Setelah cukup lama memperhatikan titik yang ditunjuk Jakun akhirnya kita berdua kembali ke lokasi awal. Angkat keril lalu siap-siap untuk bergerak.
"Ayolah kun. Dah mau terang ini.
"Iya tos jawabnya singkat lalu bergerak mendahului ku.

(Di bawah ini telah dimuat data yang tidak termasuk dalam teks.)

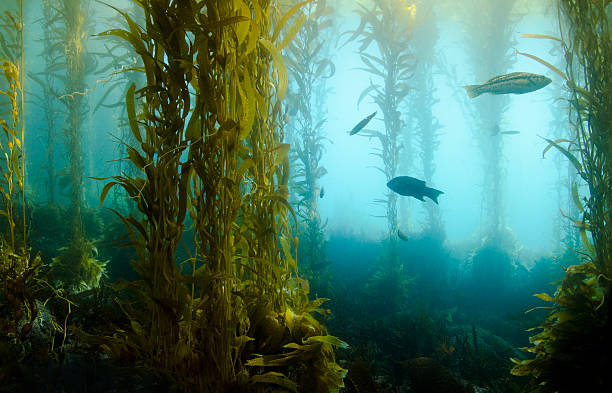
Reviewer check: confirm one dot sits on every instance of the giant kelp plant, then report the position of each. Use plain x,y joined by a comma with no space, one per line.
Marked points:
76,267
47,81
572,350
489,48
208,123
18,308
309,65
388,25
421,108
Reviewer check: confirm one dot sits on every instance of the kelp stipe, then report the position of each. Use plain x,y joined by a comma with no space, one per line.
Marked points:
389,24
308,61
426,127
492,29
572,350
208,126
46,82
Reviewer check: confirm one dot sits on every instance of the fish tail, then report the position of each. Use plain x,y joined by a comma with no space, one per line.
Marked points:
472,90
433,194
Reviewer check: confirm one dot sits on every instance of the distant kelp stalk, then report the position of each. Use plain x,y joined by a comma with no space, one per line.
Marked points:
572,350
46,83
17,270
309,65
11,139
388,24
76,267
422,101
207,131
492,25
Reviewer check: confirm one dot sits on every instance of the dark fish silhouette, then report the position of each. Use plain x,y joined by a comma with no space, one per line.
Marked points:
409,186
514,83
362,124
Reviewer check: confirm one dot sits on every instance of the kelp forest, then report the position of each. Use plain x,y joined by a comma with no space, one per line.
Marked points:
305,196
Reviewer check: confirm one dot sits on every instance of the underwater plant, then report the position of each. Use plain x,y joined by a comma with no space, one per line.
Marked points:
426,126
573,345
47,84
71,26
491,31
389,25
209,126
309,65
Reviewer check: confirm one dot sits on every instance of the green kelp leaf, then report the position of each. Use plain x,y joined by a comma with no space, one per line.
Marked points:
275,379
544,63
249,109
544,296
566,153
586,243
135,157
541,36
283,76
331,340
315,304
105,190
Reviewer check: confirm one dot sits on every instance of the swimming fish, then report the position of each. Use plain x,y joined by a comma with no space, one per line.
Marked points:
362,124
409,186
514,83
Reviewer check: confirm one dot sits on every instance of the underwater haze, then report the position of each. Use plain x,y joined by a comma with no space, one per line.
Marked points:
315,196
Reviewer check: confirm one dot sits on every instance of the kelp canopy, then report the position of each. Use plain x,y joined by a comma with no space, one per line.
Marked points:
572,352
207,128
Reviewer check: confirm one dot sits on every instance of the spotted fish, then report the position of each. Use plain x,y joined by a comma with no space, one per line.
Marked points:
514,83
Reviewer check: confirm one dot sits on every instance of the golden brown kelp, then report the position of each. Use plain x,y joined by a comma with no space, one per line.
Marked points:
572,351
389,25
489,48
421,103
47,84
11,138
209,128
308,63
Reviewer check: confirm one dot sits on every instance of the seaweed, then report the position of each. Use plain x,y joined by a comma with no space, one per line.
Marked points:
572,347
309,66
207,129
389,25
488,45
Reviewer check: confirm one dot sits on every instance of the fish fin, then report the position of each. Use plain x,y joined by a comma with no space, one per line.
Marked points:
472,90
433,194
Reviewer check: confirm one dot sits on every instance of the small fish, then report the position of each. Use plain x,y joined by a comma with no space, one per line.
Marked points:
409,186
514,83
362,124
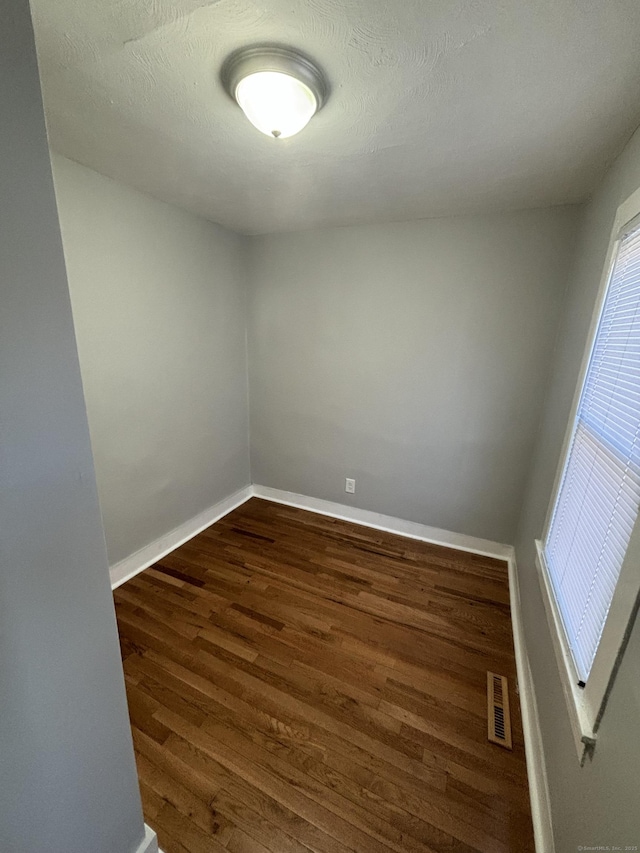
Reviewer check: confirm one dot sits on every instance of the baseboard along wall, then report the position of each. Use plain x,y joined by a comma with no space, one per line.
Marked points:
149,843
154,551
536,771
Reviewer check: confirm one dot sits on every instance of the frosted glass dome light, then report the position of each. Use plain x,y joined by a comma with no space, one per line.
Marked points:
278,89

Saat itu kita berdua gak ada pikiran untuk turun sama sekali. Entah kenapa.?? Yang ada didalam benak ku hanya Surken dan Puncak Gede. "Lanjut terus ucap ku ma Jakun bergantian. Setelah melewati jalur yang cukup mual kita berhenti sejenak pada wilayah yang cukup datar sebelum dihajar tanjakan brutal hingga menjelang rumah besar/Gapura Rimba. Beuh mantab bener apa yang kita alami semalaman ini. Mungkin itu kali pertama sepanjang sejarah pendakian ku, kita merasakan gangguan ghaib yang tak berkesudahan. Tapi apa mau dikata. Bubur sudah ditelan dan nasi sudah habis dari wadahnya. Jalan terus. Ora urus ghaib-ghaiban. Setelah lebih kurang 30 menit menembus tanjakan yang cukup berat akhirnya bersama sinar sang fajar kami sampai di rumah besar. Area ini jika gelap adalah area yang paling kita hindari tapi tidak pagi itu. Saat itu setelah berjalan semalaman suntuk dari tepian jalan raya hingga ketitik ini rasa kantuk tak bisa di tolak lagi. Melihat bale kayu diteras pondok kayu tanpa alas kita langsung rebahin badan. Kicau burung menjadi lagu yang sempurna penghantar tidur. Nempel dikit langsung lep. Tanpa mimpi kita tertidur hingga sekitar pukul 10 pagi. Tenggorokan rasanya kering. Jakun masih nanar dalam duduknya. Setelah cukup lama saling berdiam diri aku buka ruang obrolan.
"Ayoo akh kun. Ngopinya di Buntut Lutung aja. Tak menjawab dia raih botol air mineral minum lalu anggukan kepala. Setelah keril naik kepunggung dia langsung berjalan santai.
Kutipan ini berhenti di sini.